Rx #3-Balance-hey, I was reading somewhere that pre-menopasal symptoms are weird and unexplainable. And with all the unexplainable random crying I've been doing, that could be it. After all, I USE TO be the queen of planks and Core training. Though, I've slacked on doing it myself I delight myself making my clients do planks til they despise me :-)...but for now, that wasn't it either.

Ok, stay with me on this one...maybe it's internal, like deeper than the belly button to spine issue.




Here was my Ah-Ha (sorry Oprah) moment...I remembered reading in one of my FAVORITE books "Captivating: unveiling the mystery of a woman's soul" By Stasi Eldredge; that dizzy spells might be a form of your spirit being out of balance.

Now, I'm not trying to get all woo-y but it kinda made sense. If my spirit was happy one day, sad the next, I'd call that out of balance. But anyway so I pulled out the book for clarity. It made perfect sense.




I'm 10 weeks in the heart of a bible study I'm doing called "Believing God" this study has really helped me know that I can pray and ask God for the smallest or grandest things. It's really increased my faith and understanding of what God wants to bless me with. One of the key principals is to not grow weary in doing what's right and to stand firm because God will never fail me. STAND FIRM!

That was in! Because I decided to take a STAND on believing God is bigger than I've always imagined Him; that whether my prayers are for more time in a day or a miraculous healing or motivation to get in a workout and eat right, because I decided that "ain't nuttin gonna break my stride" there were negative forces tryin' to slow me down! (One of my faves again)

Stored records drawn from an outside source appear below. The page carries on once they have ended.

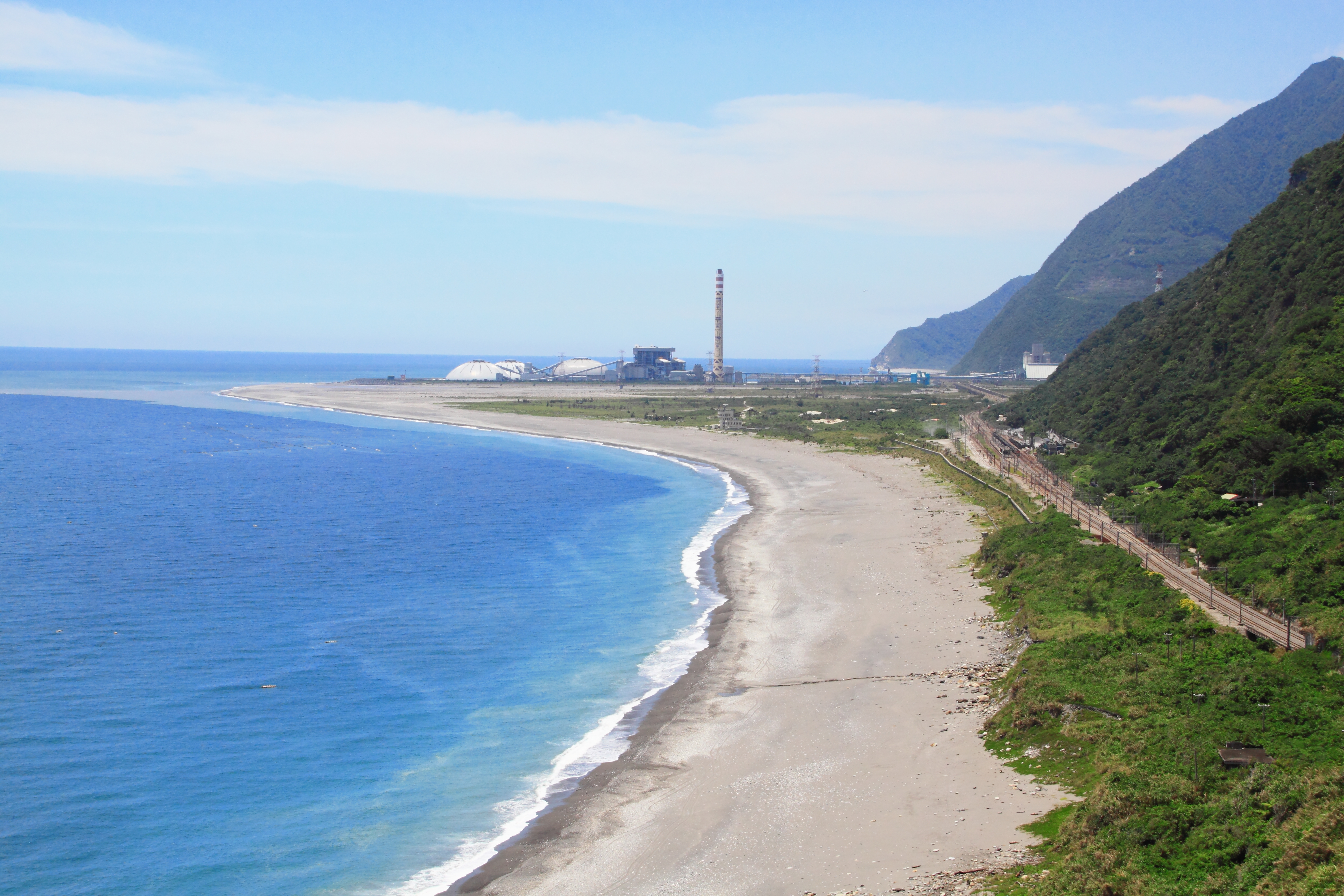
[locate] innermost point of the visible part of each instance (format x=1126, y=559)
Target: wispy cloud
x=34, y=40
x=908, y=164
x=1194, y=107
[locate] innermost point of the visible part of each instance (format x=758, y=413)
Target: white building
x=581, y=367
x=480, y=371
x=1038, y=363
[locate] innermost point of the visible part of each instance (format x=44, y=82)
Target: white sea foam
x=608, y=739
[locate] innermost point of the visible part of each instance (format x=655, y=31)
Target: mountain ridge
x=1179, y=216
x=941, y=342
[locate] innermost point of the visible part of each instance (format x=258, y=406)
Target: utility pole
x=718, y=327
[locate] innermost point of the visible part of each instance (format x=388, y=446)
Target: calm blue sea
x=455, y=623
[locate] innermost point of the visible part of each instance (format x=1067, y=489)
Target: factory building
x=482, y=371
x=521, y=369
x=580, y=369
x=1038, y=363
x=652, y=363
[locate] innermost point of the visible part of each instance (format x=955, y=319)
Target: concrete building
x=652, y=363
x=1038, y=363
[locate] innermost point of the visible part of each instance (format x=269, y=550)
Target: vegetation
x=843, y=417
x=1229, y=384
x=940, y=342
x=1179, y=216
x=1159, y=812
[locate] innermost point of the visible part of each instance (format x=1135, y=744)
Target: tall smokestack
x=718, y=327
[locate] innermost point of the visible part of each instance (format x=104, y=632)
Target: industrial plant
x=650, y=363
x=1038, y=363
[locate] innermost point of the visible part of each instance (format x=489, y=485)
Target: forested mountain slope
x=1179, y=216
x=1229, y=382
x=940, y=342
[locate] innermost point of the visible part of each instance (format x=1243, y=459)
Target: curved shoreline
x=811, y=749
x=652, y=712
x=550, y=824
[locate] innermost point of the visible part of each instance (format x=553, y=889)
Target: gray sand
x=848, y=567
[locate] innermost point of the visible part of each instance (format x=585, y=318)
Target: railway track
x=1033, y=475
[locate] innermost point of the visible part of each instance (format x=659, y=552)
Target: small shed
x=1237, y=755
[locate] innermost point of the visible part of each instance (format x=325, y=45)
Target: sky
x=566, y=178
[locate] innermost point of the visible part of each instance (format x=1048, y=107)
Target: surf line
x=662, y=668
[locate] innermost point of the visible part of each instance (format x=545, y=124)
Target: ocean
x=265, y=651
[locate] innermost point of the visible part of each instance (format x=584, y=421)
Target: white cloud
x=913, y=166
x=37, y=41
x=1194, y=107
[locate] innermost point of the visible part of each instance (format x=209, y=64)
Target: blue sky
x=541, y=178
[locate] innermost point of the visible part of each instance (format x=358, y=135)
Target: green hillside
x=1179, y=216
x=1229, y=382
x=941, y=342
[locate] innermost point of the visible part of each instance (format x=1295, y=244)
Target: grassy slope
x=1179, y=216
x=1150, y=823
x=1233, y=381
x=940, y=342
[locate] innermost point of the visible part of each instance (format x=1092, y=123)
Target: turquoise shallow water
x=453, y=623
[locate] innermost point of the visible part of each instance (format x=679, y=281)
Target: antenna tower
x=718, y=327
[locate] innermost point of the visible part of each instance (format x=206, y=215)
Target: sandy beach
x=827, y=739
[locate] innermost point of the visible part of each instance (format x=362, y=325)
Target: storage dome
x=580, y=367
x=479, y=371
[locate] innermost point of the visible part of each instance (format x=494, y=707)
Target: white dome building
x=479, y=371
x=580, y=367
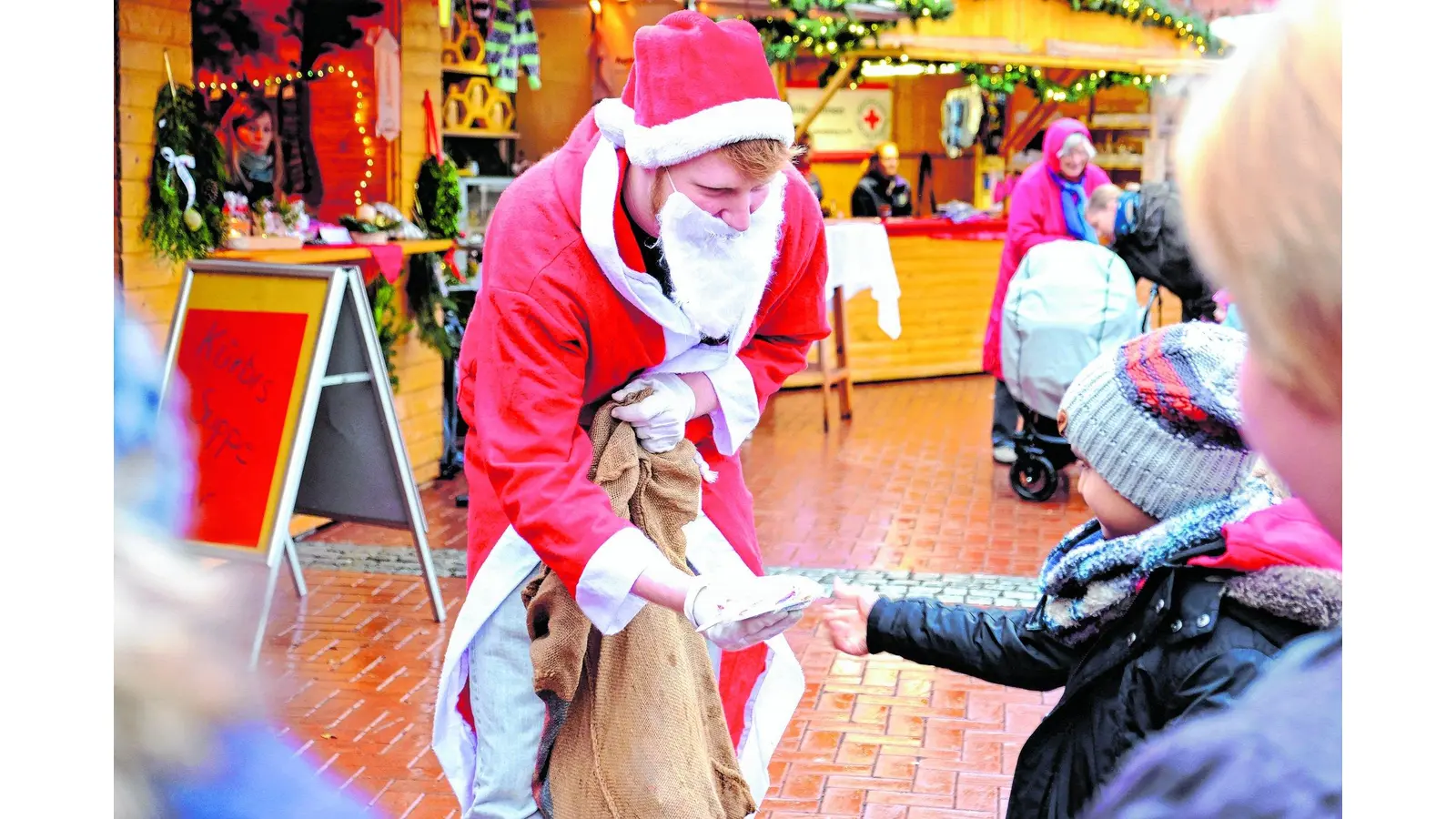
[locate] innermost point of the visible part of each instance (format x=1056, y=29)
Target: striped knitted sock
x=526, y=44
x=499, y=43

So I up-ed my prayers. I prayed for balance! I prayed for CORE STRENGTH! Ha! Core Strength, how many times have I explained to people the difference between CORE STRENGTH and 6 Pack Abs?

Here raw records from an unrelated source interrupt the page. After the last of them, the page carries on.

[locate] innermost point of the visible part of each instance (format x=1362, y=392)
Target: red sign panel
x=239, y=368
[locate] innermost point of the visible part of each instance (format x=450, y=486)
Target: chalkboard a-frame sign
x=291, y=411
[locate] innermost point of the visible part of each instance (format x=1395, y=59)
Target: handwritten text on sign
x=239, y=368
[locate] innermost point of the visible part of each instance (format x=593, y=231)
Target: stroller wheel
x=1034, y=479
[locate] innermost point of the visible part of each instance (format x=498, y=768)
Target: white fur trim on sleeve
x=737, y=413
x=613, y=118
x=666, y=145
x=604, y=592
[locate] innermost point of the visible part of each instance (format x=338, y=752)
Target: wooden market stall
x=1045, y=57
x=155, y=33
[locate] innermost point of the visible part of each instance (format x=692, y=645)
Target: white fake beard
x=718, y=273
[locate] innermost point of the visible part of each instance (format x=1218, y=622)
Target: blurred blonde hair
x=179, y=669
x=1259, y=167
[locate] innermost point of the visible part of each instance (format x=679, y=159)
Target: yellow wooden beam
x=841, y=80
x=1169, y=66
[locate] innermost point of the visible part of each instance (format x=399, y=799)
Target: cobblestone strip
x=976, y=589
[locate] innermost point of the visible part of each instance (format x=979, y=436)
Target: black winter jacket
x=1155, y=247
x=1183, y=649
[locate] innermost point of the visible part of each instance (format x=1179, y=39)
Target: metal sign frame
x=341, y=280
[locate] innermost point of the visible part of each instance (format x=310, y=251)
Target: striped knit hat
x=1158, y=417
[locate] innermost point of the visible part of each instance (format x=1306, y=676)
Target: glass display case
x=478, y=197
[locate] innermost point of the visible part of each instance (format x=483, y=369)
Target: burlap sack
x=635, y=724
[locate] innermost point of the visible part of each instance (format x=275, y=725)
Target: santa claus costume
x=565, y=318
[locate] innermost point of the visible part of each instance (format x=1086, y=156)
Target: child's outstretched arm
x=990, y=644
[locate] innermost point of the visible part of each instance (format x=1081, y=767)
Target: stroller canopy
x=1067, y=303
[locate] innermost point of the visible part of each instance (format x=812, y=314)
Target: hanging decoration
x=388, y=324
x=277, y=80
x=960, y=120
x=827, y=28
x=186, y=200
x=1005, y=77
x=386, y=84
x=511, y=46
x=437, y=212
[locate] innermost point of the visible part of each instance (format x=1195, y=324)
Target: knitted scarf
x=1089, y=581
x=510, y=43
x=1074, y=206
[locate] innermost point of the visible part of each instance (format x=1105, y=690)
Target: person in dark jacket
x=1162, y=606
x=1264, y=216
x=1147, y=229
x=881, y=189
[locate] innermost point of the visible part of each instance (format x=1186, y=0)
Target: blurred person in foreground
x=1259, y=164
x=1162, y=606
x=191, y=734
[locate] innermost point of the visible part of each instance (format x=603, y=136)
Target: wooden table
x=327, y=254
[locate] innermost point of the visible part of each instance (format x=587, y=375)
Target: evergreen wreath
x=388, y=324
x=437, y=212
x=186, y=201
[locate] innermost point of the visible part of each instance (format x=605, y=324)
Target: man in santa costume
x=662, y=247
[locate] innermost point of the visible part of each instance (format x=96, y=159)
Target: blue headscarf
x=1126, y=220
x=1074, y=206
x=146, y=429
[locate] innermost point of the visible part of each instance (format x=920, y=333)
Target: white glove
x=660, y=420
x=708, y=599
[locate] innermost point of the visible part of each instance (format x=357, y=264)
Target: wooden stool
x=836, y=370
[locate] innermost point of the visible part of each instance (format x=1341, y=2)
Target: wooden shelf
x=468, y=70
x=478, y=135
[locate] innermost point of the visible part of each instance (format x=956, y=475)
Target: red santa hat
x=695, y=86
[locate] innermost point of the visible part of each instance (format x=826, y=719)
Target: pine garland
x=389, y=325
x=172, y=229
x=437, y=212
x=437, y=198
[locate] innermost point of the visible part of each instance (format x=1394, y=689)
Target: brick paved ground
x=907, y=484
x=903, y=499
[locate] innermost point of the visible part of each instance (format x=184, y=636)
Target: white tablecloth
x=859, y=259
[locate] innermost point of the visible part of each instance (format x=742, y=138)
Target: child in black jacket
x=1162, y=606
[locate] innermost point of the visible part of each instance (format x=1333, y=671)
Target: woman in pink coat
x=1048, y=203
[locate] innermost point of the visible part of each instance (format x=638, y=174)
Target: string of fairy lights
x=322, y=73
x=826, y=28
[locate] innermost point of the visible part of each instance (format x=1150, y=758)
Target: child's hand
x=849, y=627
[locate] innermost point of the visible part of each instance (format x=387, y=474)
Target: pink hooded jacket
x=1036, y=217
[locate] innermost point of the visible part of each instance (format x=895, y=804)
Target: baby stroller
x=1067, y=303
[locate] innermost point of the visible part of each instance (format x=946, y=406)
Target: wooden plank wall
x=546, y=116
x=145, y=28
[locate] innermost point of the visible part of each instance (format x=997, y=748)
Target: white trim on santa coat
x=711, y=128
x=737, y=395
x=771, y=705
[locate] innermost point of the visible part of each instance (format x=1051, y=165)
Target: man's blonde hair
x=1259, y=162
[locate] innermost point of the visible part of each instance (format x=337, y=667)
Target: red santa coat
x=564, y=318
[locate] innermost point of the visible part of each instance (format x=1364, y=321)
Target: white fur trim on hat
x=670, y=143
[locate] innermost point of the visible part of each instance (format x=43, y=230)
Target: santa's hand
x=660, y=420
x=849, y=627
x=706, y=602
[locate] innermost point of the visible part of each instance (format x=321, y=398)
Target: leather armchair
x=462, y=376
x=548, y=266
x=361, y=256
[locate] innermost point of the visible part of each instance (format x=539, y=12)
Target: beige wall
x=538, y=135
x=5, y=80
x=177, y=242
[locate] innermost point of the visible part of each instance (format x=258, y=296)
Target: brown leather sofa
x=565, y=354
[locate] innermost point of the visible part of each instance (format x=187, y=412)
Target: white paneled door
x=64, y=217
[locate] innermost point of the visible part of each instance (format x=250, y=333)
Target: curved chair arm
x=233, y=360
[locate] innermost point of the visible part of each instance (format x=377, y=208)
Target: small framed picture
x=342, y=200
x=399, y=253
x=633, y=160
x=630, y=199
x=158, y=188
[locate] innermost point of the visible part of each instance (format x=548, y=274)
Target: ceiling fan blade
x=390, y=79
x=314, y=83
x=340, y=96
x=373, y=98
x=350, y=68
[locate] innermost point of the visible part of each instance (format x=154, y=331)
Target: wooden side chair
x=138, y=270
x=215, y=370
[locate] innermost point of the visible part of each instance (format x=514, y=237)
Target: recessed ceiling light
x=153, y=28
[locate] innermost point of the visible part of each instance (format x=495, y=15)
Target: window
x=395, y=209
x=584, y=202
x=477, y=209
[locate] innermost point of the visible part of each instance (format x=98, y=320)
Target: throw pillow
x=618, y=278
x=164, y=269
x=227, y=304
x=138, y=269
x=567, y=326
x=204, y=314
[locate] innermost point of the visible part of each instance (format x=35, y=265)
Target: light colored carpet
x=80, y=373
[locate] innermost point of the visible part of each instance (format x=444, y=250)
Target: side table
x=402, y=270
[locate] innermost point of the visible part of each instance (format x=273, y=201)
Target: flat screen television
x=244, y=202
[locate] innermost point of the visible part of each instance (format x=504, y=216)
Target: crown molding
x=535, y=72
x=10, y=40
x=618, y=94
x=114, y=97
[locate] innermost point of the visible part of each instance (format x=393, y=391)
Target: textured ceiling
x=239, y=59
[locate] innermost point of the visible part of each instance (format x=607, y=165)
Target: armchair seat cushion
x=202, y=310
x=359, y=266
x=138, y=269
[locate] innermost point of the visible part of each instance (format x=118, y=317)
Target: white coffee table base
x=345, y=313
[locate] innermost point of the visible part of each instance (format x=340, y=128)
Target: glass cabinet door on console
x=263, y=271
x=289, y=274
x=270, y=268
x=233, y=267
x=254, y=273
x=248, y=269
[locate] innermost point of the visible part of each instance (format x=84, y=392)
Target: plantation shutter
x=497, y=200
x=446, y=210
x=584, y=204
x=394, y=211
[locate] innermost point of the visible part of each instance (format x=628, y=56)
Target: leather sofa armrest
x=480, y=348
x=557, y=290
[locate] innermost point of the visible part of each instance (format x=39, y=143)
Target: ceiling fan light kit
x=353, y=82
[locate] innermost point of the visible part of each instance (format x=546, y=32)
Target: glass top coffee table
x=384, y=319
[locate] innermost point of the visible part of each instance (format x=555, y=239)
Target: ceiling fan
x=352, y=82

Core Strength is that deep underlying muscle support that keeps everything that's vital to you staying alive, well protected and it keeps your spine in tact so that you can STAND tall and keep your BALANCE.

So that's it, my balance was being challenged. So how do you regain your balance? Focus!...What was I so focused on that it had me dizzy, feeling like I was about to fall over? Have you felt that? Out of control maybe, unstable, waivering on decisions, a little off? What's got your focus?